Es kam mir fast unmöglich vor, sich gegen den Lauf der Dinge zu wehren, gegen die Zwangsläufigkeit der Gewalt. Doch ich fasste den Vorsatz, es zumindest zu versuchen, ein Vorsatz, der mich immer mehr vereinnahmte.
Anna hat mich oft damit aufgezogen, dass meine Wohnung wie die Zelle eines Zen-Mönchs anmutet, das einzige Licht spendet eine Glühbirne, und meine Matratze liegt auf dem blanken Boden. Die wenigen Kleider, die ich besitze, hängen an einer Haselrute, die ich zwischen die Streben eines Billy-Regals geklemmt habe, und als Schreibtisch dient mir eine alte aufgebockte Arbeitsplatte. Nichts in diesem Zimmer ist zur Zierde da, alles ist entweder Gebrauchsgegenstand oder Bekenntnis: die drei in Aludosen eingetopften Sukkulenten auf dem Fenstersims, anspruchslose Wüstengewächse mit gummiartigen Blättern, die ihnen in der Dürre als Wasserreservoir dienen, der ultramarinblaue Wirbelknochen eines wilden Tiers, den mir ein früherer Liebhaber zum Abschied geschenkt hat, memento mori. Zu der Zeit, als ich noch in WGs lebte, sprachen meine Mitbewohnerinnen mich oft erstaunt darauf an, dass ich nur zum Schlafen die Schuhe ausziehe, innerlich immer die Koffer gepackt hätte. Ich weiß nicht, warum, aber irgendwie bin ich immer davon ausgegangen, dass alles um mich herum nur provisorisch ist, jedes Bett, in dem ich schlafe, jeder Körper, den ich nachts umfange, ich bin immer davon ausgegangen, dass ich in meinem eigenen Leben nur ein Gast bin. Nach den vergangenen Wochen klingt diese fixe Idee für mich fast vermessen, schließlich habe ich, wenn ich will, ein Bett zum Schlafen und kann entscheiden, wer mein Zuhause mit mir teilt. Immer wieder drängt sich mir nun die Frage auf, ob sich hinter dieser Vorstellung nicht eigentlich ein Mangel verborgen hat, eine Leere, die ich insgeheim mit den Geflüchteten zu füllen versucht habe. Nachdem ich jenen Vorsatz gefasst hatte, in der Unterkunft mehr Widerstand zu leisten, nahm ich meine Arbeit jedenfalls immer öfter mit nach Hause, sie schlich sich allmählich auch in meine Abende und Nächte.
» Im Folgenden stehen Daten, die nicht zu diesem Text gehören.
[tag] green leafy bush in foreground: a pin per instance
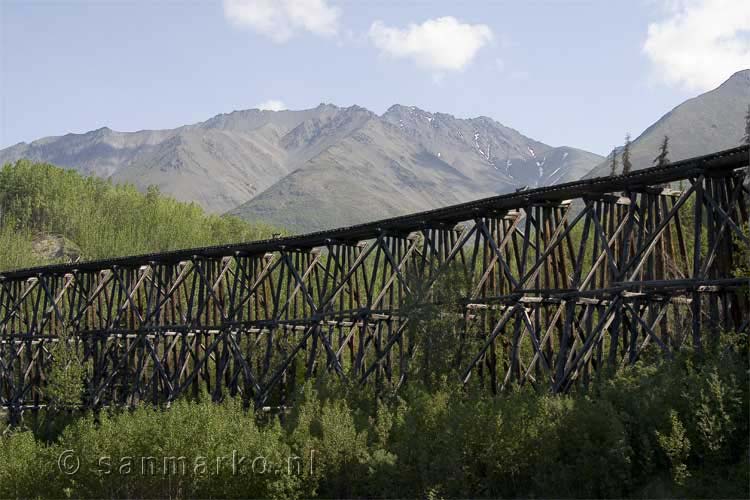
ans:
(669, 430)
Es war Herr Rahim, in dem mein Vorsatz Gestalt annahm. Wenige Tage nach jenem Polizeieinsatz kam er zu uns ins Büro, ein Weißes Papier in der Hand, das er mir wortlos überreichte. Angesichts des Dokuments, das schwarz auf weiß auf seine Ausreisepflicht hinwies, erschrak ich, auch über die Leichtgläubigkeit, mit der ich wie selbstverständlich von seiner Verschonung ausgegangen war, obwohl ich das Regelwerk des Asylsystems inzwischen doch in- und auswendig kannte, für alle Fälle durchdeklinieren konnte – vielleicht war ich derart leichtgläubig gewesen, weil ich auf den Glauben an ein gutes Ende seiner Geschichte angewiesen war.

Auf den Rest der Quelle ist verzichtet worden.